Rationale for a Rapid Realist Review
Traditional approaches to literature reviews (systematic reviews and meta-analyses) assume outcomes are generated by linear causation [32]. While these approaches work well for studies conducted with highly controlled settings and exposures (e.g. randomized control trials); they severely limit our understanding of complex and pragmatic interventions [33]. Complex and pragmatic interventions require methods that offer a more comprehensive explanation of the ‘process’ that was undertaken [34]. Therefore, a realist synthesis is well-suited to meet these needs as it is uses a theory-driven approach to synthesize complex evidence from diverse sources and provide an understanding of why and how complex interventions works [28, 29].
Specifically, a realist synthesis aims to understand how, for whom, where, and why the intervention is effective or ineffective [28, 29]. This is accomplished by examining the “mechanisms”, exploring the “contexts” where the intervention occurred, and then linking these contexts and mechanisms to the “outcome” of the intervention [28]. As per the realist definition, mechanisms are the “underlying entities, processes, or [social] structures which operate in particular contexts to generate the outcomes of interest” [35]. This combination of the context (C), mechanisms (M), and outcome (O) in an intervention is called a C-M-O configuration. Recurrent patterns of C-M-O configurations are known as demi-regularities, or semi-predictable pattern/pathway of how a program functions. In other words, demi-regularities are a broad rule for how and when certain outcomes usually occur [28].
While full realist reviews can require a considerable dedication of time to the exploration of literature and subsequent analysis, rapid realist reviews (RRRs) have been used to enable a quicker transition from research to policy and/or practice [36]. Given the need for a timely synthesis and its application for the Picking Up the PACE programme, we undertook a rapid realist review; which allows us to maintain the core elements of the realist methodology and produce timely data.
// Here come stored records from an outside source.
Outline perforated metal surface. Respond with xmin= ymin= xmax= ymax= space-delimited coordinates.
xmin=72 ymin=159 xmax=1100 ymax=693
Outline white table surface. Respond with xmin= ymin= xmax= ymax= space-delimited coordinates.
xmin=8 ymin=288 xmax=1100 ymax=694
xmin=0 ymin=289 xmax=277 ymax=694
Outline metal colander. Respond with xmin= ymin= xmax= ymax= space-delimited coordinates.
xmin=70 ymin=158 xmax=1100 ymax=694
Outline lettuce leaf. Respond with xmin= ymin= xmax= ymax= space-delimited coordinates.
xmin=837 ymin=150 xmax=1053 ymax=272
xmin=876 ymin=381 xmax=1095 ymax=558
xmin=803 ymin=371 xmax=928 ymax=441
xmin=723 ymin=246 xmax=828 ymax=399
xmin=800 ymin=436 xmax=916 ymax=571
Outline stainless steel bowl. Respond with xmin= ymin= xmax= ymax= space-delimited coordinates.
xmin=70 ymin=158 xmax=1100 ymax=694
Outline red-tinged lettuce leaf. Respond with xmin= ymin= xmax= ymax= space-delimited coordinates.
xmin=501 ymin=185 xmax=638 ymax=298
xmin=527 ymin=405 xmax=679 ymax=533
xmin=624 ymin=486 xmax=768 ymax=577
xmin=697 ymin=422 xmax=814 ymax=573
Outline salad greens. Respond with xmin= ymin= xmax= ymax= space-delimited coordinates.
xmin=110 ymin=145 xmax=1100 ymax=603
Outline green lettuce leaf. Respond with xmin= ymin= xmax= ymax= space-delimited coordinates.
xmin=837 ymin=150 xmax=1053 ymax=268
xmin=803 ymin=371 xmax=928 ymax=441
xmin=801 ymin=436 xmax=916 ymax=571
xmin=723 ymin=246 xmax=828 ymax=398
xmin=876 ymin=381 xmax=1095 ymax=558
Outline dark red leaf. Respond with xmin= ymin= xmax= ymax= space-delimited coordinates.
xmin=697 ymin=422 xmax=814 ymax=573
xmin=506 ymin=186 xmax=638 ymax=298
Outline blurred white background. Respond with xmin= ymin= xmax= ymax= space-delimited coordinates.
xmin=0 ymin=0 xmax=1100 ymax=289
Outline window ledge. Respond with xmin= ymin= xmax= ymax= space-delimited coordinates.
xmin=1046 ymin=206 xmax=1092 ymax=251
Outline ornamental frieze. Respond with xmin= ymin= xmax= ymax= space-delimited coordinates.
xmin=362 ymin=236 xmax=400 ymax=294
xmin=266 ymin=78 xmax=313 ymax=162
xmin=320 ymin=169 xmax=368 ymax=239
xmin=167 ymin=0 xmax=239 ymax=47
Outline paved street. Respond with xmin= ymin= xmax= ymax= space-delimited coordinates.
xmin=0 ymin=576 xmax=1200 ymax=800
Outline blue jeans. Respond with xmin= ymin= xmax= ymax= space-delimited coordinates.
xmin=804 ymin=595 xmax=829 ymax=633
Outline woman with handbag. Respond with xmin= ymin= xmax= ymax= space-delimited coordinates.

Prior to this rapid realist review, a pre-specified protocol was registered (PROSPERO registration number: CRD42017064430) and published [37] which included the research question, search strategy, synthesis methodology, preliminary program theory, definitions, inclusion criteria for relevance screening, data extraction form, quality assessment tool, and plans for dissemination. An overview of the methods and any modifications to the original protocol are described below. Utilizing the RAMESES (Realist and Meta-narrative Evidence Syntheses: Evolving Standards) [38], and adapting it to follow a rapid realist review [34], the following steps were applied:
Clarifying the Scope
Identifying the research question. This rapid realist review supports a larger program, Picking Up the PACE, that aims to increase the ability of healthcare providers to offer evidence-based interventions to tobacco users which encompass changing modifiable risk behaviours (excess alcohol consumption, physical inactivity, poor diet, stress, and poor sleep) to ultimately achieve long-term smoking abstinence. As a result, this review focuses on smoking cessation in the context of multiple health behaviour change interventions that also address these other risk behaviours.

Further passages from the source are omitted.